Implement sklearn metadata routing (router + consumer)

Closes #1095

Summary

Implements sklearn's metadata routing protocol for NeuralNet. NeuralNet is both a consumer (its module's forward method accepts arbitrary metadata) and a router (it routes metadata like groups to its internal CV splitter).

This follows the same pattern as sklearn's CalibratedClassifierCV: get_metadata_routing() returns a MetadataRouter with add_self_request(self) for self-consumed params plus add(splitter=..., method_mapping=fit→split) for the CV splitter child.

All behavior is gated on sklearn.set_config(enable_metadata_routing=True). When disabled, behavior is identical to before.

What this enables

When enable_metadata_routing=True, metadata flows correctly through sklearn meta-estimators (Pipeline, GridSearchCV, cross_validate) to NeuralNet and its internal components.

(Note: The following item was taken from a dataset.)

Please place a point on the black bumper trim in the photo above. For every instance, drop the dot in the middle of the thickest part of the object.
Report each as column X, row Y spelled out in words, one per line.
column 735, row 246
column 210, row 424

Routing groups through a Pipeline to GroupKFold:

import numpy as np
import sklearn
from sklearn.base import BaseEstimator, TransformerMixin
from sklearn.datasets import make_regression
from sklearn.model_selection import GroupKFold
from sklearn.pipeline import make_pipeline
from sklearn.preprocessing import StandardScaler
from torch import nn

from skorch.dataset import ValidSplit
from skorch.regressor import NeuralNetRegressor

sklearn.set_config(enable_metadata_routing=True)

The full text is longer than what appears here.